I begin to sprint, light and darkness playing across my skin as I pass under a row of windows.

"Because everything outside the Aviaries withers and rots." Lilly stands a few feet away, pointing at a window beside her. I'm cautious to sidle up to her, but the curiosity sparked by what she's pointing at pulls me forward.

The window frames Central Sect's immense city where a cluster of skyscrapers look ready to pierce the dome. Behind them, runs a slit, where the glass dome has been opened, exposing us to a patch of pale blue sky. A cloud dips in front of the real sun, shrouding the city, and Lilly, in shadow. "Or at least," she continues, her voice lifting me out of my own head, "it should, but," her fingers clench around the edge of her blazer as her eyebrows knit together, "It doesn't reek."

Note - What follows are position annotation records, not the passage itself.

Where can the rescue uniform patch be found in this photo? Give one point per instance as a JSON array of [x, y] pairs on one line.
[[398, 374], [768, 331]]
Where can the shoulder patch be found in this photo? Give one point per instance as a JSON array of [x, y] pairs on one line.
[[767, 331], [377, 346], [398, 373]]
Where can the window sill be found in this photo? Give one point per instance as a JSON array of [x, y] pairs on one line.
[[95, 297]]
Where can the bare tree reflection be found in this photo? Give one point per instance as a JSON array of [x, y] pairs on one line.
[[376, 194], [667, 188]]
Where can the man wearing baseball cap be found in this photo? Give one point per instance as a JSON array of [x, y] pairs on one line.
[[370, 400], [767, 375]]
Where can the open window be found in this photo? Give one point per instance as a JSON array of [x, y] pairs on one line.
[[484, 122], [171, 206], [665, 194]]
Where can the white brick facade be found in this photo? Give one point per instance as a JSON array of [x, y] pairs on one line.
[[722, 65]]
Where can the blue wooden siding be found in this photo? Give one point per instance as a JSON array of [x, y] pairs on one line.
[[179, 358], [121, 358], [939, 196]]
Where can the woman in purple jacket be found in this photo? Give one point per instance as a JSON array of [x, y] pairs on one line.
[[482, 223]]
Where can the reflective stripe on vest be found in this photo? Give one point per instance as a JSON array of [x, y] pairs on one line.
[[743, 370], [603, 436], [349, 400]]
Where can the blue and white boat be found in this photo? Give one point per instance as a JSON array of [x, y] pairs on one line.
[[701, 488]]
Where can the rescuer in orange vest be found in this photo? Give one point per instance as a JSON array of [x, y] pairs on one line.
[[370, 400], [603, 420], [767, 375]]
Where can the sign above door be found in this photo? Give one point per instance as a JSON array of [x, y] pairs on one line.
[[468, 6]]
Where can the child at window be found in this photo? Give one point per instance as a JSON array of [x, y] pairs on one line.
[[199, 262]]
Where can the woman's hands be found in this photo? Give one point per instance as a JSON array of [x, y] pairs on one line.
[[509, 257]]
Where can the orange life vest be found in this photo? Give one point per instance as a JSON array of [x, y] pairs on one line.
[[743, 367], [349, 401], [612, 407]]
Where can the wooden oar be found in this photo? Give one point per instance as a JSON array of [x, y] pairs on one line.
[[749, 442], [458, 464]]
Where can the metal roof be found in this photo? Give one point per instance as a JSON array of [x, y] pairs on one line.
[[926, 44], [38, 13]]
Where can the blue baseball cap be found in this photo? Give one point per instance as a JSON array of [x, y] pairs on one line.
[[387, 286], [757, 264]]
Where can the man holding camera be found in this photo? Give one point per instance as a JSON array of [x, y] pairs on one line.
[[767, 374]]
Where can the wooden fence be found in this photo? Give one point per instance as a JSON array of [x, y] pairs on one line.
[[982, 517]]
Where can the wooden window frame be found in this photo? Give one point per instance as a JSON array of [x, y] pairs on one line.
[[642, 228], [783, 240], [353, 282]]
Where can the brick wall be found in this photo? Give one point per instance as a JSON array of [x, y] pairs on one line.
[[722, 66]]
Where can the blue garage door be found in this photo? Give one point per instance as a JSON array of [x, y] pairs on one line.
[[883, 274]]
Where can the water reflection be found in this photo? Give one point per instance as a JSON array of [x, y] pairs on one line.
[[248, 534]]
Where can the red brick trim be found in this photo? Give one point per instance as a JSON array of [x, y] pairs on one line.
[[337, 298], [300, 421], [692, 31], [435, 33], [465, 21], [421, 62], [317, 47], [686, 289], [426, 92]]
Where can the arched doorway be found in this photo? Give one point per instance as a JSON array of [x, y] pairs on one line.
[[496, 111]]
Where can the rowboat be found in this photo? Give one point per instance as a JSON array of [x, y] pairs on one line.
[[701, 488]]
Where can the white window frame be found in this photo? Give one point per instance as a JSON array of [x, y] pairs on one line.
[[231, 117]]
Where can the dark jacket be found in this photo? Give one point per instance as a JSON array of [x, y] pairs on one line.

I stop beside her, taking a few seconds to catch my breath. Lilly turns to me, a frown on her face even as the sun reemerges in the distance.

"What?" I say, wiping my bangs from my forehead. "You can't be that disgusted by my poor health." Her lips purse. Straightening, I add, "Besides, the motivation here is different. You have a lot less endurance when your life's not on the lin--"

"Beyond the dome doesn't smell like freedom either." Her words free fall out of her mouth, and at the end of it all, I'm left reeling.

"Ah," I say, feeling as though the ground had given away. My gaze settles on the rotating sign, floating overhead. A map of the Capitol's guts is displayed in flickering blue lines. Two red dots blink where Lilly and I stand. Other dots roam the building's labyrinthine corridors, their color a muted, unimportant beige.

Lilly snorts and stamps her feet. I whirl to face her. To my amazement, she's sporting a Marava-level scowl. "That's really," her brows pull nearer, forming an equator of anger across her face. "That's all you have to say? After everything?" She juts her chin. "What you said back there, how could you be okay with dying," her eyes dart toward the floor, "like that?"

The seconds pass between us, the anger on Lilly's face transforming into an anger trench as I blank on what to say. Thankfully, the oppressive moment between us is broken as two workers dressed in powder blue appear around the corner.